The “electoral massacre,” as the local press defined it, ended Gonsalves’ reign, who at 80 years old leaves a legacy of having “actively weakened key institutions, undermined independent voices, and personalized power structures to ensure his own dominance.”
The defeat also represents a potentially hard economic blow for Havana, which could see the maintenance of its program of sending doctors to Saint Vincent and the Grenadines jeopardized, a program denounced as semi-slavery.
Violence in Honduras
If we stay in the Caribbean, we find another electoral story that confirms the trend this article focuses on, but with a sinister detail: in the face of change, violence from the Left is a real possibility. This is the case in Honduras, a country governed by the Castro-Chavista Libertad y Refundación party, which was defeated in the recent presidential elections by two right-wing forces: candidates Nasry Asfura, of the conservative National Party of Honduras, and Salvador Nasralla, of the center-right.
Hondurans rejected the re-election of the leftist Xiomara Castro, leaving her with a number of votes that placed her in a clear third place. Her chances of winning were simply nonexistent. However, in the hours immediately following the election, technical malfunctions experienced by the national electoral authority delayed the announcement of the final result for days and weeks.
Now, Libertad y Refundación militants have been involved in violent incidents in the city of Tegucigalpa, attacking pastors who were praying for peace during the vote count, and people who were verifying the integrity of the ballots.
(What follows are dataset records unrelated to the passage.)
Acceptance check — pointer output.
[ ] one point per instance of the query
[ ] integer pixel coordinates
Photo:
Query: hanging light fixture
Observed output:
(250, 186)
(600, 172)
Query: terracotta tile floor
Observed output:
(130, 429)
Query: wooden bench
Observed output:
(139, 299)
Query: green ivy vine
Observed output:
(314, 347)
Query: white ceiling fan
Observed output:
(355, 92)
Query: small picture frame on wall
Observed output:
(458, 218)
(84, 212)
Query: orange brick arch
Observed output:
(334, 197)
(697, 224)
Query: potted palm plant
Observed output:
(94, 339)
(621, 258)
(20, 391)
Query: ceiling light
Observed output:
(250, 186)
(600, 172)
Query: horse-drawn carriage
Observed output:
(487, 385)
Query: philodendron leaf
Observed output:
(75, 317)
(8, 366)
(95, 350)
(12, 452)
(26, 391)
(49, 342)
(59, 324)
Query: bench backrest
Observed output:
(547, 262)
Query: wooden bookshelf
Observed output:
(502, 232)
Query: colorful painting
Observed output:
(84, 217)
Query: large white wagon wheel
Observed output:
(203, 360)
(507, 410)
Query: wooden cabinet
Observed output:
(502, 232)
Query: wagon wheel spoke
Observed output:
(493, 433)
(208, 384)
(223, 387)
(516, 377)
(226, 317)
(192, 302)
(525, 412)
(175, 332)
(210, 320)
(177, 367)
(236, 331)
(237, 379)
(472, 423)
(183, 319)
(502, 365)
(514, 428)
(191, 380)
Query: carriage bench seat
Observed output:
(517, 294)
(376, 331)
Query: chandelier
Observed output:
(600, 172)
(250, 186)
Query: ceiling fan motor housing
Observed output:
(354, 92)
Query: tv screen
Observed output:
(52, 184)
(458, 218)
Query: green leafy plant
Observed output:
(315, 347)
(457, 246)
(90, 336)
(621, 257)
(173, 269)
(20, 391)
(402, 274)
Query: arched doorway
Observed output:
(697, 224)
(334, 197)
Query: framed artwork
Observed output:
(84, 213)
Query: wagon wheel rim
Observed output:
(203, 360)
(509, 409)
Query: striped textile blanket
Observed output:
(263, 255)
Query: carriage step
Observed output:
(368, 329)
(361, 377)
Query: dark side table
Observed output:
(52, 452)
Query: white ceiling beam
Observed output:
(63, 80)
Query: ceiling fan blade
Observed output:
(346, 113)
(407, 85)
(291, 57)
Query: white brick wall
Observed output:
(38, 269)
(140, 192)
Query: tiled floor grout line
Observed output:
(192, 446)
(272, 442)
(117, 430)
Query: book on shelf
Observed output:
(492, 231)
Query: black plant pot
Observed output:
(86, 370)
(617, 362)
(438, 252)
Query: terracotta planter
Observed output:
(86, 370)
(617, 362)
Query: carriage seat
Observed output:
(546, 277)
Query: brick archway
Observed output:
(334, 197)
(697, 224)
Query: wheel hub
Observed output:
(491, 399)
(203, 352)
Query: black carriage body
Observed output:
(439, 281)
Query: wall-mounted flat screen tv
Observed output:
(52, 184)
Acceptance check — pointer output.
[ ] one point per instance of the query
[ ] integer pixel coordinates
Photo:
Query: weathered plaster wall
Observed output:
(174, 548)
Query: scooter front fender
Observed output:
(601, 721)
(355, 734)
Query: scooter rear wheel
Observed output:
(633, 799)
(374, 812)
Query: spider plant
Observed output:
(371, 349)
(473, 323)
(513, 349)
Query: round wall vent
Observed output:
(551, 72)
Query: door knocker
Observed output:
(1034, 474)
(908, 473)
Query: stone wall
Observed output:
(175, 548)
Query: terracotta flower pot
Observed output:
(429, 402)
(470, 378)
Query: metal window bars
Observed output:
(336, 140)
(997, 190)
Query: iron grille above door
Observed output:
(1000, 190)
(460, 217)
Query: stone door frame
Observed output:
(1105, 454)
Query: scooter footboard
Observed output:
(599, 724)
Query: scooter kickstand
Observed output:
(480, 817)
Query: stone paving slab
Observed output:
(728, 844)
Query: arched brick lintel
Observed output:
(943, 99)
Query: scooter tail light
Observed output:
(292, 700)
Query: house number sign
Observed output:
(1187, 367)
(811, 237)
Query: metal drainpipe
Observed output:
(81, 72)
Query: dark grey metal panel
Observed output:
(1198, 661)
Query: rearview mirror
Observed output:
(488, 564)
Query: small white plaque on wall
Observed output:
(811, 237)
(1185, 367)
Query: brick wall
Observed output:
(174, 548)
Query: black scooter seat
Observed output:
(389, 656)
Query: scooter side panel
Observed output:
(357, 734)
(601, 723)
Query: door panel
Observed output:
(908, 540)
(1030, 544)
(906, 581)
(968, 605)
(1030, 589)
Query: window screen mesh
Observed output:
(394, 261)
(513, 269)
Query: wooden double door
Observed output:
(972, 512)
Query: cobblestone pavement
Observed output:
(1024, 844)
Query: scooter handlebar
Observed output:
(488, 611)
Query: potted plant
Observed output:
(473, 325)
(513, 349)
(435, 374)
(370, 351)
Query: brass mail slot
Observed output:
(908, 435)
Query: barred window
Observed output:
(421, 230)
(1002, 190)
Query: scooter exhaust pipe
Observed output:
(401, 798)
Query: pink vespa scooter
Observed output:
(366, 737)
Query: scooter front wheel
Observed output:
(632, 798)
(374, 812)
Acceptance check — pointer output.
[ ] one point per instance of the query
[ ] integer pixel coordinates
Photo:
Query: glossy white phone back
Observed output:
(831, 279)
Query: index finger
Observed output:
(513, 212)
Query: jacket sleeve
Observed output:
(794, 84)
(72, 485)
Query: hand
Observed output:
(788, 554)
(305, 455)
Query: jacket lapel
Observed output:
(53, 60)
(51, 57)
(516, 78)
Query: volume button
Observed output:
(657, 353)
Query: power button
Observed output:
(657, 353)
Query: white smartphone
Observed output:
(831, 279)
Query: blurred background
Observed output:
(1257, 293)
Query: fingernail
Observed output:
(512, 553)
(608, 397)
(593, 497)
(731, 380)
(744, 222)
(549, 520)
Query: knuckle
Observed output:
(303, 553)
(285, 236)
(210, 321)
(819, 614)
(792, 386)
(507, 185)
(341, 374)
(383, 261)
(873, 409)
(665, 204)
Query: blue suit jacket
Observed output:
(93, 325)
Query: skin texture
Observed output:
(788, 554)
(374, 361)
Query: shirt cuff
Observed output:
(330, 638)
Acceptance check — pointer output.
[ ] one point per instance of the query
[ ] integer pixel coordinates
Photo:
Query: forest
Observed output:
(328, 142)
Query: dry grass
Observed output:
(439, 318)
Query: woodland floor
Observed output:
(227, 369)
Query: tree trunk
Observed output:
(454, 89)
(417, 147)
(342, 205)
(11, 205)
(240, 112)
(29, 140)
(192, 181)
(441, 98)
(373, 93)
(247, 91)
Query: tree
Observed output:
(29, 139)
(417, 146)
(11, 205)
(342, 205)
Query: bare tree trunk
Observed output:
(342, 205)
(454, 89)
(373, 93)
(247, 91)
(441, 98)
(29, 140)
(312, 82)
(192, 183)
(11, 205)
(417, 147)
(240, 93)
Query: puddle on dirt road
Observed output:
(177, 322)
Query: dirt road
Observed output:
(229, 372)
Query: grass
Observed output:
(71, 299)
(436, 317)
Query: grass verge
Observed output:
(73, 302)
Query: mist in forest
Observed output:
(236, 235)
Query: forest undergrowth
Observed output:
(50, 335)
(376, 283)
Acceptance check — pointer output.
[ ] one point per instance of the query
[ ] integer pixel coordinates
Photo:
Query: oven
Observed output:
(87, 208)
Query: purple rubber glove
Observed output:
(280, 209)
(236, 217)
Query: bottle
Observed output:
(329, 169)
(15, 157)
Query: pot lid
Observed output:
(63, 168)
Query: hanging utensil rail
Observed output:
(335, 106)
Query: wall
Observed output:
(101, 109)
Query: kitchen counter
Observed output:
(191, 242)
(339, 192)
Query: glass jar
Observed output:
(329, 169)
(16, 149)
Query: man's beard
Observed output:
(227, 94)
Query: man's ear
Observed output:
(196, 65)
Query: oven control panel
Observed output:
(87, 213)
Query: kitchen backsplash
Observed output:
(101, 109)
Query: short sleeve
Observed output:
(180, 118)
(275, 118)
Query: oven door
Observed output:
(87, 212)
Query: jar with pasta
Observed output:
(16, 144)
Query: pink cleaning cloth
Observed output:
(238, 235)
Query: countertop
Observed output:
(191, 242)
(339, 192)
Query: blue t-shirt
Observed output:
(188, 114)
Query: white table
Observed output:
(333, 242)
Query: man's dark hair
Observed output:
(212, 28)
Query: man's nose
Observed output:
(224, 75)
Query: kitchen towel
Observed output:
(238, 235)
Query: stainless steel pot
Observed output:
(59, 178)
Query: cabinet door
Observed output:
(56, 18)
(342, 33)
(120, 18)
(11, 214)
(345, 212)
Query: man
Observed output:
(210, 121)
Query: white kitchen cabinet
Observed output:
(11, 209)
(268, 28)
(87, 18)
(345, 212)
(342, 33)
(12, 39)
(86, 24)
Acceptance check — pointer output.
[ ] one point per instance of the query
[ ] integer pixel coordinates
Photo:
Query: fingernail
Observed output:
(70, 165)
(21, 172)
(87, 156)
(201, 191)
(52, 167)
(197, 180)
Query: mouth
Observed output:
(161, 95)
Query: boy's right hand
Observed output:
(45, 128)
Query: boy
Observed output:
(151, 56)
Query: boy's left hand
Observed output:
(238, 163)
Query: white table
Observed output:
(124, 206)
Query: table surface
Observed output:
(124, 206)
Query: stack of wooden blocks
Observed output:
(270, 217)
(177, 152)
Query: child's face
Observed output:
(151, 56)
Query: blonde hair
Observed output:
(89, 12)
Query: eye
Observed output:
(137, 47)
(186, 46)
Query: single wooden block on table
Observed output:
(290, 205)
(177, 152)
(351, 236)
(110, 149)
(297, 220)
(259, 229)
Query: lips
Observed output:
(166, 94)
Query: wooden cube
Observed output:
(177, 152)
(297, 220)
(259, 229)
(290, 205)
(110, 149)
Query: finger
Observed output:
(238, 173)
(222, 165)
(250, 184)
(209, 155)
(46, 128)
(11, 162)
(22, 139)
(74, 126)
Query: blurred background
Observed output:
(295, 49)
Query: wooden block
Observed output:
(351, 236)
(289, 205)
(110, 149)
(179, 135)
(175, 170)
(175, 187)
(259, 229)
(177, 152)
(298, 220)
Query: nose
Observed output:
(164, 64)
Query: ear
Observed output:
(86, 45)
Some analysts speak of a possible danger of a coup d’état.
The Die is Kast in Chile
Moving to the south of the continent, in Chile, this December the presidential elections gave a quick and decisive victory to the conservative José Antonio Kast. The vote for him came against the communist admirer of Castroism, Jeannette Jara, and after four years in which the Left tried to change the national Constitution.
Kast has promoted the family as a fundamental pillar of society, describing it as the moral and social foundation upon which a strong nation is built. He has also declared himself a defender of the right to life “from conception to natural death.”
Media Spin
The political magnetism in the region today clearly tends towards a pro-market, pro-freedom, and pro-Christian values Americas, represented by Washington, D.C. and alternative poles such as Buenos Aires, and not towards the pro-terrorism, centralist, and anti-Christian radicalism represented in recent decades by Havana.
The news, however, continues to be distorted by mainstream media in the Ibero-American sphere. The Spanish news agency EFE recently published an “ideological map” of Latin America, in which it labeled Milei and Kast (who hadn’t even begun to govern at the time) as “far-right” and “extreme right.”
Meanwhile, without any hesitation, it referred to the tyrant Miguel Díaz-Canel, the face of the regime with the most political prisoners in the Western Hemisphere, as “president”; and it said that the former Venezuelan narco-dictator Nicolás Maduro had been “re-elected” last summer. Was it referring to the presidential elections denounced for massive fraud?
What’s Next?
Despite the mainstream media’s melancholic outlook on the Left, the pro-freedom wave seems unstoppable, at least for now. Will Colombia, a historical ally of the United States in South America, follow this trend in the upcoming 2026 presidential elections? Will the electorate get rid of Gustavo Petro, the former terrorist and fanatic who seems intent on embarrassing his country on the international stage?
Let’s hope that common sense returns to the presidential palaces and the corridors where high-level politics are conducted; because ultimately, it is the common man who pays the price for these failed social experiments.